Je voudrais parler un peu des Autochtones qui reprennent ici leurs activités de pêche. Je vous ai dit que nous étions des gens très fiers. Les Acadiens sont un peuple très fier et ils ont d'excellentes raisons de l'être, non seulement les Acadiens, mais tous les gens qui se sont établis sur la côte Est qui ont travaillé dur à la pêche et ont vu cette activité décliner, et devenir non rentable. Il n'a pas été facile d'obtenir l'argent nécessaire pour acheter des bateaux. Nous avons parfois utilisé des bateaux qui n'auraient jamais dû prendre la mer. Nous nous sommes presque noyés plusieurs fois. Et j'ai eu le mal de mer pendant plus de 20 ans chaque fois que je prenais le large et après, cela ne voulait plus rien dire? Tout d'un coup, nous avions simplement... disparu?
Je crois que les Autochtones sont aussi fiers que nous le sommes de notre héritage et qu'ils sont prêts à pêcher à l'intérieur d'un même système, comme des frères ou comme des amis, pourquoi est-ce que cela ne pourrait-il pas se faire?
Ne faites pas un système à deux vitesses; cela ne fonctionnera jamais. Vous n'aurez que des problèmes pour le restant de la vie. Et j'aimerais ajouter que quoique vous fassiez maintenant, je vous demande de ne pas changer les choses dans dix ans, dans cinq ans, s'il y a une autre décision ou quelque chose du genre. Mettons sur pied un système bien conçu pour que nous sachions ce que nous avons, pour que nous sachions quels sont les investissements qu'il faudra faire, et où nous en sommes.
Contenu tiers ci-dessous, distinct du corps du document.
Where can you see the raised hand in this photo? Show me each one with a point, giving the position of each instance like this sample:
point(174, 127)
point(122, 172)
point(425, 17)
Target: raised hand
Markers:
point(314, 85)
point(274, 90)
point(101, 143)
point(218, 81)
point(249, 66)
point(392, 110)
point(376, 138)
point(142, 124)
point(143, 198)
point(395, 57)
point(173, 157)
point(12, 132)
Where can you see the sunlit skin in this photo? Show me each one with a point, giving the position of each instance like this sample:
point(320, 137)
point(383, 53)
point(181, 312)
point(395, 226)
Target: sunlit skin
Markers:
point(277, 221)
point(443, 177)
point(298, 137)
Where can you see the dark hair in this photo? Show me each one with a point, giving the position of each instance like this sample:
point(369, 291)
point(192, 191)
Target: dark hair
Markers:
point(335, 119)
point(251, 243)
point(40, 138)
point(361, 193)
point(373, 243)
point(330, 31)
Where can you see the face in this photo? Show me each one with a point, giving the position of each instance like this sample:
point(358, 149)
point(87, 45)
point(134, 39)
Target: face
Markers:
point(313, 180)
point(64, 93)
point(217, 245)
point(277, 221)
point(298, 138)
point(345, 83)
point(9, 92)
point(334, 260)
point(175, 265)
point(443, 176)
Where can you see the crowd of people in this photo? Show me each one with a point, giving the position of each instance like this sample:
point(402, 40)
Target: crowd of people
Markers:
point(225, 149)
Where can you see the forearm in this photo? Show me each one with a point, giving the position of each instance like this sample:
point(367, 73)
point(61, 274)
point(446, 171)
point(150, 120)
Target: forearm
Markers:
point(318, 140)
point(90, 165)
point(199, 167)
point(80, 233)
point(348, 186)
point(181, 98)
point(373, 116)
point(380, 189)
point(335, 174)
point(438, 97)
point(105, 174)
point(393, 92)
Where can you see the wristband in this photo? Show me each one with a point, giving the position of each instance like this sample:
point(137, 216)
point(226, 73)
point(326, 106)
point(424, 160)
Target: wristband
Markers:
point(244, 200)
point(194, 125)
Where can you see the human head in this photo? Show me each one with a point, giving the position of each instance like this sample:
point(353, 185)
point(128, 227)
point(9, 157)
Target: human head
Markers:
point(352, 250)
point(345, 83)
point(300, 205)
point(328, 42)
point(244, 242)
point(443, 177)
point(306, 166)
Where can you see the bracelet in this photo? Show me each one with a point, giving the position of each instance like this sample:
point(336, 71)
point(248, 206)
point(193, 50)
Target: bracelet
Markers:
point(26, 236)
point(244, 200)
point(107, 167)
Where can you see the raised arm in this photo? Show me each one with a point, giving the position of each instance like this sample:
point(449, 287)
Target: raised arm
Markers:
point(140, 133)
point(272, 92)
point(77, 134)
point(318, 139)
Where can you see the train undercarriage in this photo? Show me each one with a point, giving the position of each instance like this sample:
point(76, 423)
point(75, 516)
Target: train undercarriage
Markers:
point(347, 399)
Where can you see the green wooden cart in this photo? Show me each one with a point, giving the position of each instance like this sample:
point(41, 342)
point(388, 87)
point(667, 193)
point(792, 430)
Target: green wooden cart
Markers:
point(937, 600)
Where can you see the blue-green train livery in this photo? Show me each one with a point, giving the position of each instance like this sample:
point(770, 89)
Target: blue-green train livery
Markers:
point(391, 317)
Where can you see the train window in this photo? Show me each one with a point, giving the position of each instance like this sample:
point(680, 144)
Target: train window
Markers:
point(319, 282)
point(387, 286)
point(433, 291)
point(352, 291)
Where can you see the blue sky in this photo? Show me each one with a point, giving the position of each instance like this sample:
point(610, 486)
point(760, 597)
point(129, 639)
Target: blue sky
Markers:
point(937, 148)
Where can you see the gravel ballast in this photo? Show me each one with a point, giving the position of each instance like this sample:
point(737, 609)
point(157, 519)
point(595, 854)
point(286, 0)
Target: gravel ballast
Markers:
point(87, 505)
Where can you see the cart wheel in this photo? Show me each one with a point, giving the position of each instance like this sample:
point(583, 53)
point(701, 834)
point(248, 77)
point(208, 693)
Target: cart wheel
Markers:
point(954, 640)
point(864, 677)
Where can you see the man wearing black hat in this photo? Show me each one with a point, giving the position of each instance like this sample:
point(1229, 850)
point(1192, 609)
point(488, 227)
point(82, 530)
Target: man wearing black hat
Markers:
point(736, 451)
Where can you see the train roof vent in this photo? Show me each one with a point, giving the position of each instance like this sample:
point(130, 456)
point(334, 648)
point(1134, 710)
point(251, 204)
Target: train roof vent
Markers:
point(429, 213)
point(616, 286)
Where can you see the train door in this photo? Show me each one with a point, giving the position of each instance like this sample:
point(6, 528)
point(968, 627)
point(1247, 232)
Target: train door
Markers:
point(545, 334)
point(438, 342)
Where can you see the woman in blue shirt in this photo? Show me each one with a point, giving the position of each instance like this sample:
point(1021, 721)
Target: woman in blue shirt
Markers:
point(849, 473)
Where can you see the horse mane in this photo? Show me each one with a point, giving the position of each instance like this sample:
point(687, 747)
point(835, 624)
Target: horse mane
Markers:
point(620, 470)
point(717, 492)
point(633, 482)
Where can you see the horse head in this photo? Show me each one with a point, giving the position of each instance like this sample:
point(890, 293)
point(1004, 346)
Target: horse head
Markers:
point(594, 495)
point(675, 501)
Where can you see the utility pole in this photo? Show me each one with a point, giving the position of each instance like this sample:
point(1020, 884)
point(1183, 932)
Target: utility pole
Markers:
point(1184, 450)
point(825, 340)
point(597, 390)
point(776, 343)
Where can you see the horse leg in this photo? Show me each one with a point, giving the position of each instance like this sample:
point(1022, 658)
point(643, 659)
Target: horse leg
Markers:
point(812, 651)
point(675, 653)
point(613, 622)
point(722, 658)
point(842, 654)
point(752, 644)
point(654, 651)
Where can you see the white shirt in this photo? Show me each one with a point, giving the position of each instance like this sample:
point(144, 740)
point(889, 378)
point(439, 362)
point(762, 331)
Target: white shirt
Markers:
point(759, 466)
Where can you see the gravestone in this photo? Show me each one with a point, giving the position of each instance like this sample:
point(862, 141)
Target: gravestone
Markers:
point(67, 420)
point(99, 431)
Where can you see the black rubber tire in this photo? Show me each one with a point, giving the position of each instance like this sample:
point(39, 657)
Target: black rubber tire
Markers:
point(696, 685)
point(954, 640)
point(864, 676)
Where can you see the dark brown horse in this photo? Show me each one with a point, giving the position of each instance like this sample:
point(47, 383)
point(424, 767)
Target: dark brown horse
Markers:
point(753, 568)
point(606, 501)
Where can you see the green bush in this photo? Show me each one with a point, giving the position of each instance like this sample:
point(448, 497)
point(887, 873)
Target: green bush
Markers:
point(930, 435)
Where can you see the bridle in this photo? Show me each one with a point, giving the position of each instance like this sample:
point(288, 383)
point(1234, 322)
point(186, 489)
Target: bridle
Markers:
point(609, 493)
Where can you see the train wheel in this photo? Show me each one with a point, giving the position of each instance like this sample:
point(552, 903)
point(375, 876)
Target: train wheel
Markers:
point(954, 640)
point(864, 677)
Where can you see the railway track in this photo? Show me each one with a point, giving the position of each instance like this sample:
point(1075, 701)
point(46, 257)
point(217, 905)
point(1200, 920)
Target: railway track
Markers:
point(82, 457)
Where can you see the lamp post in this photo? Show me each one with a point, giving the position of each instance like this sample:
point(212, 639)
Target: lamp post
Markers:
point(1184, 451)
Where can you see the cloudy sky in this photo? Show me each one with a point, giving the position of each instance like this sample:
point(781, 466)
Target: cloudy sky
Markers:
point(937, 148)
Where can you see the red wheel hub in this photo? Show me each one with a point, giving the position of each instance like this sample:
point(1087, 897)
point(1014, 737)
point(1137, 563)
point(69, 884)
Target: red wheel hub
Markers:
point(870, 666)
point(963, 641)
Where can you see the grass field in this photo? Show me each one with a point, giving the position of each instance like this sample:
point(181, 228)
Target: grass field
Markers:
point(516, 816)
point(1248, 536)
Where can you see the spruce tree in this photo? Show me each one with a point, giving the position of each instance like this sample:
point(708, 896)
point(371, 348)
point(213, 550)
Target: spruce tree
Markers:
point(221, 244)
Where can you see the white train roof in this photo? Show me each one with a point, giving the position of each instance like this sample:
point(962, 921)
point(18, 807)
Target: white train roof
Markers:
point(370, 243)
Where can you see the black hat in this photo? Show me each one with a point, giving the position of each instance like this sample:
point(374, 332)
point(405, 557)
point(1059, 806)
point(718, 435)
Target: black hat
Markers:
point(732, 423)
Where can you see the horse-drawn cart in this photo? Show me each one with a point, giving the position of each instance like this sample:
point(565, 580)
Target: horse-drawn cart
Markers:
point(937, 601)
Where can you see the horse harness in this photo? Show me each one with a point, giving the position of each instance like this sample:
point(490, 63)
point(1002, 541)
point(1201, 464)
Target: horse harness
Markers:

Le président: Merci beaucoup, monsieur D'Entremont. Nous apprécions beaucoup les renseignements que vous nous avez communiqués. Merci.
M. Richard D'Entremont: Merci beaucoup.
Le président: Le groupe suivant, qui sera également le dernier, est le Atlantic Policy Congress. Il est représenté par plusieurs personnes, John Paul, Paul Prosper, Doug Brown et peut-être d'autres, je n'en suis pas sûr. Bienvenue à tous.
Nous avons un horaire très serré à respecter, et je crois que vous le savez déjà. Nous devons partir pour l'aéroport vers 15 heures.
M. Mark Muise: Mais nous le savons bien, monsieur le président, que vous utilisez votre temps avec parcimonie.
Le président: Si vous pouviez nous résumer votre mémoire, nous pourrions ensuite passer aux questions et poursuivre jusqu'à 15 heures. Bienvenue.
M. John G. Paul (médiateur en matière de traité, Atlantic Policy Congress): Je vais commencer.
Le président: Très bien, monsieur Paul.
M. John Paul: Dès que j'aurai un peu d'eau.
Le président: J'ai goûté cette eau, elle n'est pas buvable.
M. Peter Stoffer: Vous ne seriez pas en train de critiquer l'eau de la Nouvelle-Écosse?
Le président: C'est précisément ce que je fais. Il faudrait apporter de l'eau de l'Île-du-Prince-Édouard.
M. Peter Stoffer: C'est une des meilleures eaux au monde.
M. Mark Muise: En effet.
Le président: Très bien, monsieur Paul. Bienvenue.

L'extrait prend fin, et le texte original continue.